While McConnell of Kentucky wouldn’t commit to hold a vote, he said, “It’s better than the status quo by far, and that’s an argument we’re all comfortable making.”
Most Senate Republicans are still trying to figure out what it’s in the bill, authored by Graham of South Carolina and fellow Republican and Bill Cassidy of Louisiana. It would let states decide how to use federal money to help people get health coverage. The measure would end Obamacare’s requirements that individuals obtain health insurance and that most employers provide it to workers, and give states flexibility to address the needs of people with pre-existing medical conditions.
“There’s still some people undecided, and they’re encouraging people to make decisions, but time is running out,” Senator Ron Johnson of Wisconsin, a co-sponsor of the proposal, said after Senate Republicans discussed the bill at a closed-door lunch.
“We’re working very hard to see if we have consensus,” said second-ranking Senate Republican John Cornyn, who added that leaders haven’t decided whether they would hold a vote on the proposal even if it doesn’t get enough support.
McCain told reporters that a regular legislative process could yield 80 votes for a bill.
“Regular order is about having legislation, having hearings, having debate, having amendments, turning out a product,” McCain said.

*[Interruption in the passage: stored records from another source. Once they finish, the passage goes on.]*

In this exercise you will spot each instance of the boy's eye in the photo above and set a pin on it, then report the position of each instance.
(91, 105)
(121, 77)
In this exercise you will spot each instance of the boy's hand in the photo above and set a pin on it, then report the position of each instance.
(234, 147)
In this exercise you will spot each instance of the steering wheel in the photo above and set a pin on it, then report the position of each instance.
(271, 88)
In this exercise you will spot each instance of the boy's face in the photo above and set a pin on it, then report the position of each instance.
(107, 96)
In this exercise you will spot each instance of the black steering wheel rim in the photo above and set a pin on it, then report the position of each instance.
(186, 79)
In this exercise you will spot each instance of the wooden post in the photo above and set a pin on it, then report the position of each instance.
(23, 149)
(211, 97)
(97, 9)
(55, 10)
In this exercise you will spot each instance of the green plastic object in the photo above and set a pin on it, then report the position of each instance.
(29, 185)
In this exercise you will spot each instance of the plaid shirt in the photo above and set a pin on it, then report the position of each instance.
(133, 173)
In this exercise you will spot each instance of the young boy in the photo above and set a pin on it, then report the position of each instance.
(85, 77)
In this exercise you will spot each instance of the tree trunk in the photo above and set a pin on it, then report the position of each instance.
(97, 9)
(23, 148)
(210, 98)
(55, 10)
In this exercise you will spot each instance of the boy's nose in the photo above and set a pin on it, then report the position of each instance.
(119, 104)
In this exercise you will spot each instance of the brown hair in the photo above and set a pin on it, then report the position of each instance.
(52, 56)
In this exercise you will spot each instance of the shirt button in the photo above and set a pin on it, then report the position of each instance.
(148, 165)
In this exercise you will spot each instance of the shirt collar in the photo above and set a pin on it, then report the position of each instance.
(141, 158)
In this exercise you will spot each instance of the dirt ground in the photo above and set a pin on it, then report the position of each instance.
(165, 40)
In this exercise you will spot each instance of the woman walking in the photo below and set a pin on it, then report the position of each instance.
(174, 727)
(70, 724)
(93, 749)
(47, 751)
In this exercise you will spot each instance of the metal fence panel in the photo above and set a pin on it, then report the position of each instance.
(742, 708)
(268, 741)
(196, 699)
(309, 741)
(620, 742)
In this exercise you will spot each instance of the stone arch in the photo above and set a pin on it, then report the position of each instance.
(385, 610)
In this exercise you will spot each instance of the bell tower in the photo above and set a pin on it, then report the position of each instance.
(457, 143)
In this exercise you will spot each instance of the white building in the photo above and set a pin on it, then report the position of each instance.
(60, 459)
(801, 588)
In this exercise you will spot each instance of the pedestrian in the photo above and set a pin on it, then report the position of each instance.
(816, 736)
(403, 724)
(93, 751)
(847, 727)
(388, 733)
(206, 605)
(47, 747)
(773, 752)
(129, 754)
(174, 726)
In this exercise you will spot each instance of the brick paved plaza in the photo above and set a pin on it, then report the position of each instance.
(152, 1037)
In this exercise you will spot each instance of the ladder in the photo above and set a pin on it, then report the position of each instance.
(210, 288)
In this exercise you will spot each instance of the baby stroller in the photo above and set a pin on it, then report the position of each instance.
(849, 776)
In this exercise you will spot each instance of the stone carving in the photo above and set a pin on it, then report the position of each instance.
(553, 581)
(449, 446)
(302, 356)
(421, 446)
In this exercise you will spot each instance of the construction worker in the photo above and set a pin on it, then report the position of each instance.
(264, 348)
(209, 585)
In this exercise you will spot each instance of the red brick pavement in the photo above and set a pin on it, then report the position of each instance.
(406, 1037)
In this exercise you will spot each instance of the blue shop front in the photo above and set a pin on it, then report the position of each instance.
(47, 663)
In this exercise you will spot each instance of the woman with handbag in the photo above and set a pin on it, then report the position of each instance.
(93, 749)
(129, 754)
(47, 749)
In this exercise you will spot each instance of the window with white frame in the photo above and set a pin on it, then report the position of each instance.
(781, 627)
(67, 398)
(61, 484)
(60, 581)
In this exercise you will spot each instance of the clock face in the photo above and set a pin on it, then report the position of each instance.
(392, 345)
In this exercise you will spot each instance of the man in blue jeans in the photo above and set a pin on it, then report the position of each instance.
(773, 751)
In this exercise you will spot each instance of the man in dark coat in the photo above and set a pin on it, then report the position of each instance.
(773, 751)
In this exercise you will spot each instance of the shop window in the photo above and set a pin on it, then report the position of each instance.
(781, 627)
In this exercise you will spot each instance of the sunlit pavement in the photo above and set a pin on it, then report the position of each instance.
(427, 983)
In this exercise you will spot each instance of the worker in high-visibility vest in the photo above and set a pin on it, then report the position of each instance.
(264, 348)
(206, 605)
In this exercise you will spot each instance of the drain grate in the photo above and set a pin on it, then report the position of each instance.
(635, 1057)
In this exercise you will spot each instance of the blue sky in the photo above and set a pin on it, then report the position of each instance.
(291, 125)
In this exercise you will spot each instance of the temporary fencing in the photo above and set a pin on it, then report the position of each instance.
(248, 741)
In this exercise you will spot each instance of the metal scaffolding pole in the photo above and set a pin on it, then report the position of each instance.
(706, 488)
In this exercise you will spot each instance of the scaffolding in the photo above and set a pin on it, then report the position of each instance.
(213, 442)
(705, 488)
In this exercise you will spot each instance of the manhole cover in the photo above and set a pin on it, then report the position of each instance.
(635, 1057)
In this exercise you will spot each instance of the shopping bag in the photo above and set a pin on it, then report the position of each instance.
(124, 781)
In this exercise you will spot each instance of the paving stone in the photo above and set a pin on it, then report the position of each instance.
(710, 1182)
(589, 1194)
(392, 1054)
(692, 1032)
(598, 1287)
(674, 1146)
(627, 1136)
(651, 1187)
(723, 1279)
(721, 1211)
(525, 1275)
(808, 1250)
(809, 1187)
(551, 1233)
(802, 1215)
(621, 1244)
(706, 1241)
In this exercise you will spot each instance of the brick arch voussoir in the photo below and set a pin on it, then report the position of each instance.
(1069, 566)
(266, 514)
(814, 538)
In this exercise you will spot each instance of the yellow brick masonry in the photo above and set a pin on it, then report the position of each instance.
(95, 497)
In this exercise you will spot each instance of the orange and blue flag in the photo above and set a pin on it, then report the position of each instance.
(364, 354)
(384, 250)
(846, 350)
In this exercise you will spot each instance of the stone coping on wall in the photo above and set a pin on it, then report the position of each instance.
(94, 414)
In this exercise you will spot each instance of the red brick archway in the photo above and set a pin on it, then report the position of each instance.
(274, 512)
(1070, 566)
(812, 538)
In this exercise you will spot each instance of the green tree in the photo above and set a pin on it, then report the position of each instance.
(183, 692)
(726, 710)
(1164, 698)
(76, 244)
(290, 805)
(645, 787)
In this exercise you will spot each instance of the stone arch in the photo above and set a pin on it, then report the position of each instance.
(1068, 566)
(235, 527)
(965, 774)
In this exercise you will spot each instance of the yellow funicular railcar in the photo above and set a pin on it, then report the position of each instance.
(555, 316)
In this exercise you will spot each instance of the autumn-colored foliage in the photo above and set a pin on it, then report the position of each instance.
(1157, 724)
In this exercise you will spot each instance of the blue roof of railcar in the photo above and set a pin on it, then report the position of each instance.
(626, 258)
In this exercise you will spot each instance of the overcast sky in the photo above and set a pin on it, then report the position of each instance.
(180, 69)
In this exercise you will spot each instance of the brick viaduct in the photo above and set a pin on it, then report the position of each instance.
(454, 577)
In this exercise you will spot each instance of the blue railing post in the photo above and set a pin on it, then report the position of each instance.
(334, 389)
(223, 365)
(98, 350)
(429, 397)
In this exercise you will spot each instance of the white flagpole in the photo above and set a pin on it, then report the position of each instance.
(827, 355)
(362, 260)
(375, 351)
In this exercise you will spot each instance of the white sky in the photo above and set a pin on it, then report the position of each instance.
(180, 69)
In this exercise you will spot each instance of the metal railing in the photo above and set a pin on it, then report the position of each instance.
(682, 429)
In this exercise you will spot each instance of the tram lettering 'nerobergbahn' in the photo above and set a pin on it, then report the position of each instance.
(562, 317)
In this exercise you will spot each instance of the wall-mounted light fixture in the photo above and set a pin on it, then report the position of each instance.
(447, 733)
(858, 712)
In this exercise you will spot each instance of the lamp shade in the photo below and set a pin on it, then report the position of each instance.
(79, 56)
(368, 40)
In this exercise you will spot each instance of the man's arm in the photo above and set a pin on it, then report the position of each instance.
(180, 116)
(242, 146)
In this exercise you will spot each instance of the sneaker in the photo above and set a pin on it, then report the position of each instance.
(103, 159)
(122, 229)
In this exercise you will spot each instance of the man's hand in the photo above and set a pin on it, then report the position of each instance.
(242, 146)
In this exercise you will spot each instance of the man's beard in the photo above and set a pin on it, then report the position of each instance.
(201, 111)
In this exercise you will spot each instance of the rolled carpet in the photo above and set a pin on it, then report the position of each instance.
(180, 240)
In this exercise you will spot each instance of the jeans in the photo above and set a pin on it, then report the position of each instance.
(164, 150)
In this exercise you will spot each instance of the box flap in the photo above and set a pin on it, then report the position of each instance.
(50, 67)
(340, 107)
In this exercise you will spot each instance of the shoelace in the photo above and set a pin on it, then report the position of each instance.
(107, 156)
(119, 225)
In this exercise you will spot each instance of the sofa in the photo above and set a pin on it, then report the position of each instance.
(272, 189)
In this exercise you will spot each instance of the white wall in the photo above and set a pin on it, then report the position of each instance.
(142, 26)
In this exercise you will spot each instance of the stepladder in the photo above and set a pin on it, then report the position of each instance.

Even if Republicans manage to get a bill through the Senate by September 30, the House would have to accept it with no changes. Graham said House Speaker Paul Ryan told him, “you send it to the House, and it’ll pass.”
The Graham-Cassidy measure strives to equalize Medicaid funding between states, which means that some House Republicans from Medicaid expansion states could find it hard to support. That includes states like New York and California, which stand to lose federal funds under Graham-Cassidy. Those states have only Democratic senators, but have some GOP House members.
Lawmakers won’t have much more information about the legislation by the time the Senate would have to vote. The CBO said Monday it will offer a partial assessment of the measure early next week, but that it won’t have estimates of its effects on the deficit, health-insurance coverage or premiums for at least several weeks. That could make it hard to win over several Republicans who opposed previous versions of repeal legislation.
McConnell has told senators he would bring up the bill if it had 50 votes, and under fast-track rules he could do so at any time before September 30, the end of the government’s fiscal year, when the rules expire and the GOP would have to start over.
Republicans can only lose two votes in the 52-48 Senate and still pass the measure, with Pence’s tie-breaker.
Republican Rand Paul of Kentucky said Monday he’s opposed to the Graham-Cassidy bill, saying it doesn’t go far enough.
Two other Republicans—Susan Collins of Maine and Lisa Murkowski of Alaska—have voted against every repeal bill considered this year in the Senate, citing cuts to Medicaid and Planned Parenthood as well as provisions that would erode protections for those with pre-existing conditions. The Graham-Cassidy bill contains similar provisions on those three areas.
Collins said Monday the proposal’s effects on Medicaid were “of great concern to me,” and after Tuesday’s meeting she said she hadn’t gotten any new information to make a decision.
Murkowski has also declined to state a position while she assesses the measure’s impact on her state. “It’s not that I’m being evasive, it’s that I’m trying to be diligent,” Murkowski said Tuesday.
Alaska Governor Bill Walker, an independent, was among the 10 governors who wrote to McConnell and Schumer asking the Senate not to consider the bill.